James Russell Lowell, Henry Wadsworth Longfellow et Oliver Wendell Holmes, plus connus sous le nom des « Brahmanes de Boston », familles de la bourgeoisie de la Nouvelle-Angleterre, se distinguaient en tant que grands écrivains de l’Université d’Harvard.

Entre temps, les romans historiques de James Fenimore Cooper, avec pour cadre le « Nouveau Monde », l’homme des frontières et la vie des Amérindiens, proposent une forme unique de littérature américaine. La série des

Leatherstocking Tales, comprend cinq romans historiques publiés de 1823 à 1841

dont le plus connu est The Last of the Mohicans (1826). Dans ce roman, le héros, Natty Bumper, est un enfant blanc recueilli par les Indiens. Malgré l’accueil chaleureux qu’il reçut à Paris en 1826, James Fenimore Cooper fut, par la suite, la cible de critiques virulentes. Dans Notions of the Americans (1828), qu’il écrit lors de son séjour à Paris, il avait à cœur de détruire les idées, selon lui, fausses et déshonorantes qui circulaient en Europe et en Angleterre au sujet de son pays. Cependant, le ton du récit, jugé trop moralisateur et laudatif, lui vaut une réaction d’opposition et de contestation. En fait, son écrit ne reflétait en aucun cas le point de vue d’Européens, comme par exemple Alexis de Tocqueville, qui avaient entrepris le voyage pour en faire une description objective et relativement proche de la réalité et de l’image que renvoyait le continent américain à l’époque.

La critique ne fit qu’empirer. En 1832, Frances Trollope (la mère du célèbre romancier, Anthony Trollope) publie Domestic Manners of the Americans, récit de voyage très engagé et des plus blessants envers les citoyens américains. L’ouvrage rencontre un véritable succès en Angleterre.

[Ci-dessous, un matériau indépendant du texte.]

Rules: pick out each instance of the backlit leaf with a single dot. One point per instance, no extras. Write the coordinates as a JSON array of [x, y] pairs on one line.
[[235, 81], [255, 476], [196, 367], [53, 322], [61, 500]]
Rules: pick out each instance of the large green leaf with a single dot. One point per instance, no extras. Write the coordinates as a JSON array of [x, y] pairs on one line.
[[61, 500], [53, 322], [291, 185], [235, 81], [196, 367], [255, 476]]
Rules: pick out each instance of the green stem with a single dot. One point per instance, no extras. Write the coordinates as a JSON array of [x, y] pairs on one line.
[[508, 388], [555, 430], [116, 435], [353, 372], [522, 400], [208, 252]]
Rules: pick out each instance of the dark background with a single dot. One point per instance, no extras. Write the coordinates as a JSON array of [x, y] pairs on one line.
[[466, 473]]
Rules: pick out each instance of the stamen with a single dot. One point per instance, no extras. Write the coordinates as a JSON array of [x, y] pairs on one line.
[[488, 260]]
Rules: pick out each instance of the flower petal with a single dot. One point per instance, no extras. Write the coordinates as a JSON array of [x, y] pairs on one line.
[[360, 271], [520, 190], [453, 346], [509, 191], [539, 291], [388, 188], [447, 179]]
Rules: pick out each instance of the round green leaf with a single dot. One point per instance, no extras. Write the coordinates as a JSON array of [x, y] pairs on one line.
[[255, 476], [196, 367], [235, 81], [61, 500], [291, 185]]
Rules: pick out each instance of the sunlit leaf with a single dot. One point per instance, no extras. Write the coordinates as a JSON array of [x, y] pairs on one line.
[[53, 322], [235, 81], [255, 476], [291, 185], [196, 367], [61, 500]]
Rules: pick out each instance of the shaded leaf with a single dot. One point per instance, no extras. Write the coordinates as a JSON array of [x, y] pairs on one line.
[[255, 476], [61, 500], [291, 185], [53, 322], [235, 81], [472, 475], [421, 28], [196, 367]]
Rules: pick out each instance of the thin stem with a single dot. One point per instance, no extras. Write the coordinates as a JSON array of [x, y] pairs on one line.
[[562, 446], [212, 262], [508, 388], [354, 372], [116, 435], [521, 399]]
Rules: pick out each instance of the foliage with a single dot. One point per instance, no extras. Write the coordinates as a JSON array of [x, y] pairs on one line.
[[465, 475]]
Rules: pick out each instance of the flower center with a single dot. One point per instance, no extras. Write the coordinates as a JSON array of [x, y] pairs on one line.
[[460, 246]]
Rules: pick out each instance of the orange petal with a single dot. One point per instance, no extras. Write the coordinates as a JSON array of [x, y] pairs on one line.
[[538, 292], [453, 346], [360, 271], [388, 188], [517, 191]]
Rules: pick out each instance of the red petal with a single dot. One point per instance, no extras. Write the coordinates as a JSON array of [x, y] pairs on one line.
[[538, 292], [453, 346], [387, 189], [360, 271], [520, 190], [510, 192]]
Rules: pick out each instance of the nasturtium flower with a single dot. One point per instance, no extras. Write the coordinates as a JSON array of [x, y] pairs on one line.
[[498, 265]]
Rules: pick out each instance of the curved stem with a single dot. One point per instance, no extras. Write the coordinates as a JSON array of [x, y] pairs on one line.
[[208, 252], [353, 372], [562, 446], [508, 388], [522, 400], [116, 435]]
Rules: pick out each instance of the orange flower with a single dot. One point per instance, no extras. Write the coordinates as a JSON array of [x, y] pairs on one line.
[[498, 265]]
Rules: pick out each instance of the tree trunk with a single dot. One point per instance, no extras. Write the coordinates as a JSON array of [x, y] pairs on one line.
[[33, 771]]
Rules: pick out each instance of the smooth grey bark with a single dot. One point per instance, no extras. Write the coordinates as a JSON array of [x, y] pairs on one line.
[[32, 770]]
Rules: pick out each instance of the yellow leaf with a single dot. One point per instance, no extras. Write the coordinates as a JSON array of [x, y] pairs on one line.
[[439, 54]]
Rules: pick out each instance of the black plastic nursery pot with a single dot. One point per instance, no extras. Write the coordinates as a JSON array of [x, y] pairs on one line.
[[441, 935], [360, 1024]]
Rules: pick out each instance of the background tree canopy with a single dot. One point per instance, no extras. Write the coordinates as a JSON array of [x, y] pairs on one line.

L’auteur y condamnait la quasi-totalité des us et coutumes des Américains, dénigrant jusqu’à leur mentalité : “I do not like their principles, I do not like their manners, I do not like

their opinions5”. Samuel Morse (inventeur du Morse code), grand ami de Fenimore Cooper, s’engage dans la bataille contre cette position, pouvant être qualifiée d’anti-américanisme, systématiquement négative, méfiante et hostile vis-à-vis de sa patrie :

[Fenimore Cooper] loves his country and her principles ardently […] He fearlessly supports American principles in the face of all Europe, and braves the obloquy and intrigues against him of all the European powers. I say all the European powers, for Cooper is more read, and, therefore, more feared, than any American, – yes, more than any European with the exception, possibly, of Scott. […] I admire exceedingly his proud assertion of the rank of an American […] for I know no reason why an American should not take rank, and assert it, too, above any of the artificial distinctions that Europe has made. We have no aristocratic grades, no titles of nobility, no ribbons, and garters, and crosses, and other gewgaws that please the great babies of Europe; are we, therefore, to take rank below or above them? I say above them, and I hope that every American who comes abroad will feel that he is bound, for his country’s sake, to take that stand. I don’t mean ostentatiously, or offensively, or obtrusively, but he ought to have an American self-respect.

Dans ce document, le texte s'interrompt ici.